Ooit waaiden Gert Steegmans en Geraint Thomas in Gent-Wevelgem in de gracht door de felle wind. Frank Hoste was toen koersdirecteur en twijfelde over al dan niet neutraliseren. “Stel je voor dat ze tegen een obstakel waren gevlogen. Een wielrenner die van de weg geraakt, moet hopen dat niks in zijn weg staat. Wielrennen is een gevaarlijke sport, maar zowel organisatoren als wielerbonden zouden veel meer kunnen doen voor de veiligheid van de renner. Het besluit om de wedstrijd niet stil te leggen, lag toen bij mij en dat was een te zware verantwoordelijkheid. Eerlijk: ik dacht toen ook aan de 4.000 vips. Gelukkig is er nu een protocol, maar de Gent-Wevelgem waar ik over spreek, dateert nog maar van 2015.”
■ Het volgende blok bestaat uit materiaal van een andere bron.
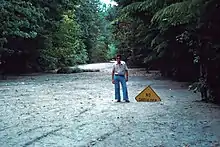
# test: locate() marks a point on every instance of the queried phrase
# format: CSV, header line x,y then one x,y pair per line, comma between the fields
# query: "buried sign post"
x,y
147,95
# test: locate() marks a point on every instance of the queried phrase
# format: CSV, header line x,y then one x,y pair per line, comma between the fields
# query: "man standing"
x,y
120,75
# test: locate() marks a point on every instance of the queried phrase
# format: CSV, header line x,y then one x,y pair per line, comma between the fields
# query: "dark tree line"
x,y
181,38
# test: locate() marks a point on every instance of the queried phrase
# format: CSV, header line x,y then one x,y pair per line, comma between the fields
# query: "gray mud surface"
x,y
77,110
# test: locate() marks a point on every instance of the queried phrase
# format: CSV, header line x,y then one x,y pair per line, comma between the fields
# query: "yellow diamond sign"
x,y
147,95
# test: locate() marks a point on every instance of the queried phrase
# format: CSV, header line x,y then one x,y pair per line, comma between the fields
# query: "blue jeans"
x,y
118,80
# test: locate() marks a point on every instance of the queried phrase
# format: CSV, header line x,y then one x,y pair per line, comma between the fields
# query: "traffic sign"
x,y
147,95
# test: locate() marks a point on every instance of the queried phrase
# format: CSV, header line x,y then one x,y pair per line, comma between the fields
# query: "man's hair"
x,y
118,55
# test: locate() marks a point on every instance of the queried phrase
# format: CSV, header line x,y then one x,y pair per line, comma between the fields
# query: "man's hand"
x,y
113,81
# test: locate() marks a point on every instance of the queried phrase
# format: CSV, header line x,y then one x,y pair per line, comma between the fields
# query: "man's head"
x,y
118,58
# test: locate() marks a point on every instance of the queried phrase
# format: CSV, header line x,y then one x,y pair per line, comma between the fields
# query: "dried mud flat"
x,y
77,110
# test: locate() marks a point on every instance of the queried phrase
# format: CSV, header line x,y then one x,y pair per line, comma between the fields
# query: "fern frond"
x,y
147,6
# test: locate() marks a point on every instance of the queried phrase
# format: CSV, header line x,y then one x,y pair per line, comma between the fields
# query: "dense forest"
x,y
181,38
38,35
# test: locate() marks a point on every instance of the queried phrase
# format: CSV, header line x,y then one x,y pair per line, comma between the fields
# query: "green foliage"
x,y
179,37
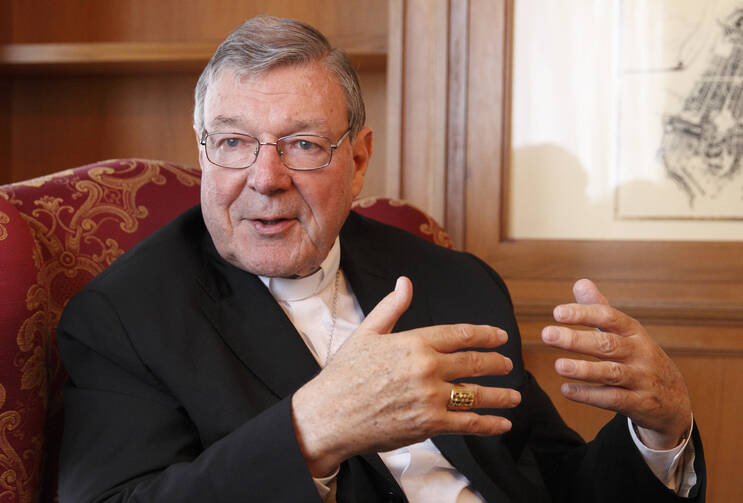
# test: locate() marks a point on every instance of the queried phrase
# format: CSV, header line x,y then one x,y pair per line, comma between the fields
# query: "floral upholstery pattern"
x,y
56,233
404,215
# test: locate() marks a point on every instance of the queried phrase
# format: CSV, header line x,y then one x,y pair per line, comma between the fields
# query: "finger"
x,y
450,338
586,292
487,397
605,373
385,314
599,316
474,364
472,423
605,397
603,345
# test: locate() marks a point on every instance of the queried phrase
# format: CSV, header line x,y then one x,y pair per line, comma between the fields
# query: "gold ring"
x,y
461,397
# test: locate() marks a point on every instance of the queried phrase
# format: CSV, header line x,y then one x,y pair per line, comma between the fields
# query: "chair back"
x,y
57,233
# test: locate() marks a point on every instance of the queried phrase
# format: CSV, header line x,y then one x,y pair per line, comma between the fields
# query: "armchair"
x,y
56,233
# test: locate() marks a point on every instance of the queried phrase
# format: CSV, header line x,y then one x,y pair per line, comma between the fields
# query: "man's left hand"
x,y
633,376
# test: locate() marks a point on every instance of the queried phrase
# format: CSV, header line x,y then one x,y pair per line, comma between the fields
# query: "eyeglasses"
x,y
301,152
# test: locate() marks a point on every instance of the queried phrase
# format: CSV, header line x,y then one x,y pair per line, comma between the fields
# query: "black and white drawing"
x,y
680,150
702,148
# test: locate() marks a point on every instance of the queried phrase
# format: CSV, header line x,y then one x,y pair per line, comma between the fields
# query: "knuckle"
x,y
606,343
614,374
464,333
426,367
471,423
614,401
473,361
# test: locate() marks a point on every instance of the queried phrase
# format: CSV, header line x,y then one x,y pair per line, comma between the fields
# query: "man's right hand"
x,y
382,391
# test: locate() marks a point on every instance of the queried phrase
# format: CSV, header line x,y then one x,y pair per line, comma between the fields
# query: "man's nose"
x,y
268,174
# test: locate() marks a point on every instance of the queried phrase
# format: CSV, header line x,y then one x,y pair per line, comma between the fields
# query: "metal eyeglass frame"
x,y
333,146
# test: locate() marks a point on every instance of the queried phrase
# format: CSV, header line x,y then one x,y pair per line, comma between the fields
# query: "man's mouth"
x,y
271,222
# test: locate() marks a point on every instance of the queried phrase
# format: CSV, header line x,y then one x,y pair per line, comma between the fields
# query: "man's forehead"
x,y
241,121
305,97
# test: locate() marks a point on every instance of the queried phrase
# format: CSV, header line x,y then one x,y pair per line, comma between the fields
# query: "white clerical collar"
x,y
289,289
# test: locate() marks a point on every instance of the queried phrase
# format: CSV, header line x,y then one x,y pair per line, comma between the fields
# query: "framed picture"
x,y
627,120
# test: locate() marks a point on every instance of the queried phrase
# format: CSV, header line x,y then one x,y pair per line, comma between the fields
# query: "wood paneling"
x,y
65,122
360,22
373,87
97,80
689,295
424,104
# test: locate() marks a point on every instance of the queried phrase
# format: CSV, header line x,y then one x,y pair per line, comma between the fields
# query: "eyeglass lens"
x,y
233,150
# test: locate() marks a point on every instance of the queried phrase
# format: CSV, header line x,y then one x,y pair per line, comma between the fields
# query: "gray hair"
x,y
264,43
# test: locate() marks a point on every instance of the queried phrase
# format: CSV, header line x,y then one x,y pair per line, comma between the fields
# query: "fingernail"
x,y
569,388
515,398
561,312
502,335
550,334
565,365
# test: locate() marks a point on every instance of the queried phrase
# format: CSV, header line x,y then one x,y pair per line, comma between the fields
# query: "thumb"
x,y
586,292
385,314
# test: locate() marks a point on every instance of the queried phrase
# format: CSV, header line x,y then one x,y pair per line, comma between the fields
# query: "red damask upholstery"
x,y
56,233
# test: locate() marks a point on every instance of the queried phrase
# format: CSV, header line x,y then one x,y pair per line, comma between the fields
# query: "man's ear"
x,y
197,132
362,147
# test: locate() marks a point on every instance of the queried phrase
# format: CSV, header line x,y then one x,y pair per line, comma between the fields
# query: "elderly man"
x,y
268,345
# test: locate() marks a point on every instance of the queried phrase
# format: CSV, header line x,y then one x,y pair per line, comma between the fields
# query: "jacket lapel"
x,y
254,326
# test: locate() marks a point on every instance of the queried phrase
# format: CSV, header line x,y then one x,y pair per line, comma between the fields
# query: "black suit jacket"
x,y
182,369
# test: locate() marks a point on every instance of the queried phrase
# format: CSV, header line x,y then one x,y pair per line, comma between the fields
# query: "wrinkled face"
x,y
268,219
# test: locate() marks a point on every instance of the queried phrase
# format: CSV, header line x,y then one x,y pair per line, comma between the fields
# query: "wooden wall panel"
x,y
94,111
66,122
713,375
688,295
84,119
373,87
424,83
358,23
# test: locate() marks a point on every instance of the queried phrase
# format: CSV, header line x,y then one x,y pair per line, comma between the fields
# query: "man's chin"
x,y
275,266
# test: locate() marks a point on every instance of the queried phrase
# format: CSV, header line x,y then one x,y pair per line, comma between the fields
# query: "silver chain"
x,y
333,317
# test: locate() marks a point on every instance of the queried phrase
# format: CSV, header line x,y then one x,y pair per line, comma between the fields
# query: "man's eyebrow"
x,y
313,125
225,120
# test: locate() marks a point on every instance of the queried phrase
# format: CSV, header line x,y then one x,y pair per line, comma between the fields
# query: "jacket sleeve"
x,y
609,468
127,439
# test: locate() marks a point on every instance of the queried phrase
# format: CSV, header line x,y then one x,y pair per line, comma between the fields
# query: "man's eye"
x,y
230,142
305,145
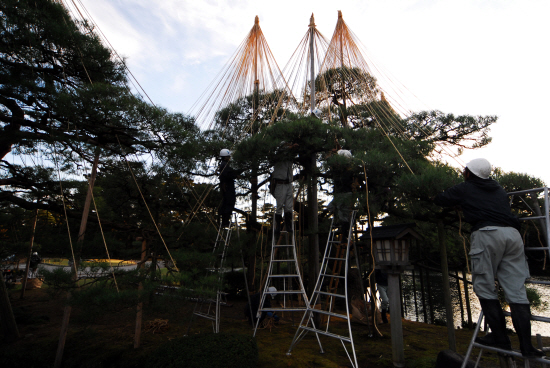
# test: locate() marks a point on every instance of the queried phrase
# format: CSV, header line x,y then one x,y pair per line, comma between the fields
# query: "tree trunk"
x,y
29,254
446,286
139,311
7,320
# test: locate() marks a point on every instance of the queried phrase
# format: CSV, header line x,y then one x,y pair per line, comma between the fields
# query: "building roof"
x,y
392,232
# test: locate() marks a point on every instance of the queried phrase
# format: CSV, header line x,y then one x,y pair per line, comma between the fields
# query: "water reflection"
x,y
423,300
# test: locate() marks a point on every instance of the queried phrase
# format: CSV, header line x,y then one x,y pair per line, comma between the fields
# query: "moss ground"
x,y
106,339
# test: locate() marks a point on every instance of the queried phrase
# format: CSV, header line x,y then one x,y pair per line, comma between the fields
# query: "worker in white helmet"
x,y
497,251
281,187
227,176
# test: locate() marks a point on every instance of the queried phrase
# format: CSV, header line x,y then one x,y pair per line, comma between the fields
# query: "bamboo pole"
x,y
76,261
446,286
467,299
312,185
139,312
7,319
29,254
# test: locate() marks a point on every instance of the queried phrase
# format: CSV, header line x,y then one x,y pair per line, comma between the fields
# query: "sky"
x,y
476,57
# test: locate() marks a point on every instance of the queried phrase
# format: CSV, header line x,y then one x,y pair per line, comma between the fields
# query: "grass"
x,y
106,339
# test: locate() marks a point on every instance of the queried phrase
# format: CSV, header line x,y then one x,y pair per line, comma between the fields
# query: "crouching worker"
x,y
255,305
227,176
496,252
Deze kop kan onderhand onder een sneltoets: ‘Wielrenner in coma, c.q. sterft’. Wat hierna volgt, kan ook onder die sneltoets: ‘Er zijn te veel/te weinig motards. Er wordt te gevaarlijk/snel gereden door de motards/de wielrenners. Er zijn te veel/te weinig renners. Er zijn te veel gekke/onrespectvolle wielrenners.’ (Schrappen wat niet past) En ook: ‘De wegen zijn te smal, de weginfrastructuur kan geen wielrennen meer aan, het wielrennen verslindt zijn kinderen.’

Een eerbetoon langs de weg in Polen.Beeld EPA

Yvan Vanmol beaamt wat Walter Godefroot in een eerder gesprek met deze krant stelde. “De moderne fiets is te nerveus. Het is als een Porsche, duw te hard het pedaal in en je belandt in de gracht.” Vanmol: “Geef een renner die stabiele fiets van vroeger en hij wil er niet op rijden. Hoe stijver, hoe nerveuzer, hoe beter.”

Frank Hoste is naast ex-wielrenner, koersdirecteur en commentator ook fietsenbouwer. Hij wijst op nog een probleem: “Schrijfremmen zijn fantastisch, je remt in alle omstandigheden, maar daardoor wordt veel later en krachtiger geremd. De bandjes zijn weliswaar 25 millimeter breed, maar wel met 8 bar in. Het bandoppervlak waarop wordt geremd, is hetzelfde. Resultaat: er wordt sneller en meer geslipt.

“Een pasklare oplossing voor die problematische wegeninfrastructuur met die verkeersremmers? Die is er niet, tenzij vaste circuits, een betere beveiliging van alle obstakels en parcours die niet langer dorpen en gemeentes aandoen die de organisator betalen om in beeld te worden gebracht. Veilige parcours zijn evenwel duur, en vergen veel mankracht.”